LEWISTON — The city plans to purchase land behind the Ramada hotel on Pleasant Street to build a District 3 fire station.
The City Council entered into a purchase and sale agreement last week with the owner of the hotel, Emerald Hospitality, to buy roughly two acres for the project. The land is an empty lot at Pleasant Street and Alfred Plourde Parkway.
According to Fire Chief Mark Caron, the department’s response times to south Lewiston need to be better, and a previous study recommended the exact Pleasant Street location as ideal for relocating the Lisbon Street Fire Station.
In a memo to the council, Caron said a 2009 evaluation recommended moving the Lisbon Street Fire Station farther away toward Alfred Plourde Parkway. It also recommended an additional station to serve the rural area of south Lewiston as future development occurred.
Caron told the council that the purchase would “start us on that path.” The city is in the middle of a multiyear process to rebuild each of its fire substations. Lewiston’s newest substation, on North Temple Street, was completed in 2021. The Main Street Station is next in line, followed by the Lisbon Street station.
During the summer, Lewiston Housing had a purchase and sale agreement in place to buy the Ramada hotel and its 9 acres to create a transitional housing project, but it ultimately did not move forward due to pushback from elected officials and the public, as well as a Board of Appeals ruling.
The council memo said the proposed fire station will “replace the aging and outdated” station at 1046 Lisbon St.
The memo also states that the property is subject to an environmental review approval process through the U.S. Department of Housing and Urban Development in order for the project to qualify for a congressional earmark award.

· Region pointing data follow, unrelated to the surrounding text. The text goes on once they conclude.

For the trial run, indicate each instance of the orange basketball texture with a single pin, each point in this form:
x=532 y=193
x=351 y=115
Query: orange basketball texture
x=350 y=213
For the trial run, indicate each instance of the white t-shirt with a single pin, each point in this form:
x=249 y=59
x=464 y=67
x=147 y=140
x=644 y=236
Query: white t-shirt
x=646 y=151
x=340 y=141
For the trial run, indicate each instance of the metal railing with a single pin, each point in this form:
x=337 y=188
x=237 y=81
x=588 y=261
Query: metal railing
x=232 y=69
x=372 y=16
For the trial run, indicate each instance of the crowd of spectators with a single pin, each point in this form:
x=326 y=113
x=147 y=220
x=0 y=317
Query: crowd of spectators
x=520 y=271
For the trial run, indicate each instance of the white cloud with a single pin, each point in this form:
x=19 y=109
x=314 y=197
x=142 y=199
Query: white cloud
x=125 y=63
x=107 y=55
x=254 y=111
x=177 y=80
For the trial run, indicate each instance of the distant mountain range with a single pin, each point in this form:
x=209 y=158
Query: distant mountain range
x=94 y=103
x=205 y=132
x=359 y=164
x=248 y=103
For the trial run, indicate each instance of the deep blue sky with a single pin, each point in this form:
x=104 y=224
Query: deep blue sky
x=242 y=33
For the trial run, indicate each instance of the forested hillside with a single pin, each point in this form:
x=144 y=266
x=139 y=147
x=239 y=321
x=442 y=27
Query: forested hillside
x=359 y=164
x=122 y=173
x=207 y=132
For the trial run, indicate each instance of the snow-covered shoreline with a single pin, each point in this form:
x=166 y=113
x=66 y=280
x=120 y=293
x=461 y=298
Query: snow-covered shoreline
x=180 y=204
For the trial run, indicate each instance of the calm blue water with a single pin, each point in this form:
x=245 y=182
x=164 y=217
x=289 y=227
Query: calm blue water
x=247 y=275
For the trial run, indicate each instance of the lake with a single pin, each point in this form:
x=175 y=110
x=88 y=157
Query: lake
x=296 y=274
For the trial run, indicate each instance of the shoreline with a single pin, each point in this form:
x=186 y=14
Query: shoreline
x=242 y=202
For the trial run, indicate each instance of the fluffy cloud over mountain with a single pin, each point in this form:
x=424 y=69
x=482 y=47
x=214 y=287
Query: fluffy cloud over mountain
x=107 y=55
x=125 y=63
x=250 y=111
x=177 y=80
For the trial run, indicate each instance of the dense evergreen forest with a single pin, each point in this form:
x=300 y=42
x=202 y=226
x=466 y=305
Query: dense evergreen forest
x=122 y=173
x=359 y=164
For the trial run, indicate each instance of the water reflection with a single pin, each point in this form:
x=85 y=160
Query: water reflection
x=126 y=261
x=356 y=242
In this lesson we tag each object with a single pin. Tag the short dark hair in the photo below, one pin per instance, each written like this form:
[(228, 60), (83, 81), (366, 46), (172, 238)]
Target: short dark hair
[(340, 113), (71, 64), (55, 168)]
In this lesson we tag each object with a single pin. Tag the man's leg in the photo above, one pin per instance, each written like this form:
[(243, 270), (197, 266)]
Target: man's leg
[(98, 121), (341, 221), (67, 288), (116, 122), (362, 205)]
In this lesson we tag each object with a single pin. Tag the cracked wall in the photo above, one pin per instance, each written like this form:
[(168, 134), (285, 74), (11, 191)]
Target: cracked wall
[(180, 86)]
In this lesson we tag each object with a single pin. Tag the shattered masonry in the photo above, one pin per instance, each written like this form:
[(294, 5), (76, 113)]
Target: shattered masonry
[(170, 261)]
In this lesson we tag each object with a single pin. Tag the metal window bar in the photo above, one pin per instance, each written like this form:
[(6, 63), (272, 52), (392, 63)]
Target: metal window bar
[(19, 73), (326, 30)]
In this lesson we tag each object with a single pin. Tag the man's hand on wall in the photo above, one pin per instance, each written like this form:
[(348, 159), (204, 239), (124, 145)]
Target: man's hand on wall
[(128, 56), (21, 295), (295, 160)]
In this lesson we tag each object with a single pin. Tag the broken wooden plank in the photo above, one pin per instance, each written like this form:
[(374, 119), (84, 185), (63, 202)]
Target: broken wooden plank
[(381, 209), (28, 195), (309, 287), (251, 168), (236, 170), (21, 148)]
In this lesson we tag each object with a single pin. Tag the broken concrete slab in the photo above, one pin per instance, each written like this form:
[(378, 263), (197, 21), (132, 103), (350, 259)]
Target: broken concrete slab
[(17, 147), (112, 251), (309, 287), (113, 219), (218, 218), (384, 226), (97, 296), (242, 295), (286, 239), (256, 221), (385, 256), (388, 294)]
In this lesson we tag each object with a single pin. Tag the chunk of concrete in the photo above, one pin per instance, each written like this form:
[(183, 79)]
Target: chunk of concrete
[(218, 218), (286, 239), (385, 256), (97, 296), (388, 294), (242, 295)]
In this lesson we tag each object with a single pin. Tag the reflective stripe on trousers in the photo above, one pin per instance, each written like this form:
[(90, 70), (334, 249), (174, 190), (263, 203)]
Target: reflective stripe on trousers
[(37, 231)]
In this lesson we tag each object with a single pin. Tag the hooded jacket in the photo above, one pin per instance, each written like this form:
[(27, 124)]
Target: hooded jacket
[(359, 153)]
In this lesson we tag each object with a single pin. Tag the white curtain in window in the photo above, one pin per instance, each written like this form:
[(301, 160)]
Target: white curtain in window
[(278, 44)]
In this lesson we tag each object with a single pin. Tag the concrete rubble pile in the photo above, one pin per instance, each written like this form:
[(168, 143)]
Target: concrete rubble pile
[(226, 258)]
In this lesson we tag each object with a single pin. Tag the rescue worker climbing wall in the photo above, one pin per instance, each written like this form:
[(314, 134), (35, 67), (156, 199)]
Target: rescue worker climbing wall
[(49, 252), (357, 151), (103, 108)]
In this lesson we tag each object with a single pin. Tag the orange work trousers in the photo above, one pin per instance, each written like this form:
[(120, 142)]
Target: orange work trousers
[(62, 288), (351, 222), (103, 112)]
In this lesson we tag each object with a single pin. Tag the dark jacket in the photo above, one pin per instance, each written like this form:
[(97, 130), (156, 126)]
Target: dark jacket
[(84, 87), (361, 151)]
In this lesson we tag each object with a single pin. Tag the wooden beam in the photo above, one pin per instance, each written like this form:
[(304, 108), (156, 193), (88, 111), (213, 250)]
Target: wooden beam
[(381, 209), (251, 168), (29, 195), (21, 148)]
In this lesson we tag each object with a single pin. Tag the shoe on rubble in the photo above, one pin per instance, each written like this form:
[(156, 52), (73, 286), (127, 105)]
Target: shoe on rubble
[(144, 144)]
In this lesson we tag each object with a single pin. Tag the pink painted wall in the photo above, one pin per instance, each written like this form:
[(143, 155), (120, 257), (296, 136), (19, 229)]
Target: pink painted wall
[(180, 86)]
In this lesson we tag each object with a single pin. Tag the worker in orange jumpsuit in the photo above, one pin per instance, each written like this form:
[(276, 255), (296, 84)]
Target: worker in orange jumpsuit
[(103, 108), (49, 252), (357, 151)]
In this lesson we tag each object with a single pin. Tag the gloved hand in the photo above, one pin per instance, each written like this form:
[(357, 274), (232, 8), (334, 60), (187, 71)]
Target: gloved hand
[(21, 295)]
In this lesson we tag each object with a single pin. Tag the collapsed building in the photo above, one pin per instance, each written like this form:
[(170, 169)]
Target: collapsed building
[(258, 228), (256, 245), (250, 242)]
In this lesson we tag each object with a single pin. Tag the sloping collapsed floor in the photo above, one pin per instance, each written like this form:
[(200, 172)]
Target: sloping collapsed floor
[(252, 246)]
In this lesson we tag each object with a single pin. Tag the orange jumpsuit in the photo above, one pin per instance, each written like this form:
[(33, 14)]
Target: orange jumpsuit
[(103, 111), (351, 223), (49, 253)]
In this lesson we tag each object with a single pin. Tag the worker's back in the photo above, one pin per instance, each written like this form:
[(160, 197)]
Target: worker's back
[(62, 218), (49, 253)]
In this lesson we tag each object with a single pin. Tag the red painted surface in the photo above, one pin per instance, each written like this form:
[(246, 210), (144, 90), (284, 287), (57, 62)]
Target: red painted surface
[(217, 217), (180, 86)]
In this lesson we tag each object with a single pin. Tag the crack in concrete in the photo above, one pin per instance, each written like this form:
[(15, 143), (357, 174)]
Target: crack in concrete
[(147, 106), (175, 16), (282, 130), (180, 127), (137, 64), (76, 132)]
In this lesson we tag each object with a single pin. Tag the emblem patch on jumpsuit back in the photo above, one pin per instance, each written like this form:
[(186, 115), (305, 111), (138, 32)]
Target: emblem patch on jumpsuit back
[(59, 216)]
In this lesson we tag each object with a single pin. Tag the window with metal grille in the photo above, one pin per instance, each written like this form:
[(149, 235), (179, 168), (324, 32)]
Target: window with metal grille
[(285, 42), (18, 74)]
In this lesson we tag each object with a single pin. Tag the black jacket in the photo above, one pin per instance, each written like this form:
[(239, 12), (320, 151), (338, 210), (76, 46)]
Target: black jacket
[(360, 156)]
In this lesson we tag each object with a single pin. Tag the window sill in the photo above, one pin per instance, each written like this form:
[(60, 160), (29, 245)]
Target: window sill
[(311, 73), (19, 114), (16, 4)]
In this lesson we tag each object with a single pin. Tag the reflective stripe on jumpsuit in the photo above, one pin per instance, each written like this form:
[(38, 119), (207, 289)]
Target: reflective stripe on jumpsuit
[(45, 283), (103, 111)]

The agreed purchase price is $225,000.
During the meeting last week, Councilor Linda Scott said she’s “excited that we’ll be looking at this for a new fire station.”
The Planning Board had recently voted unanimously to send a favorable recommendation to the City Council. The land is in the highway business zone, which allows municipal buildings and facilities as a permitted use. Construction will require the approval of the Planning Board.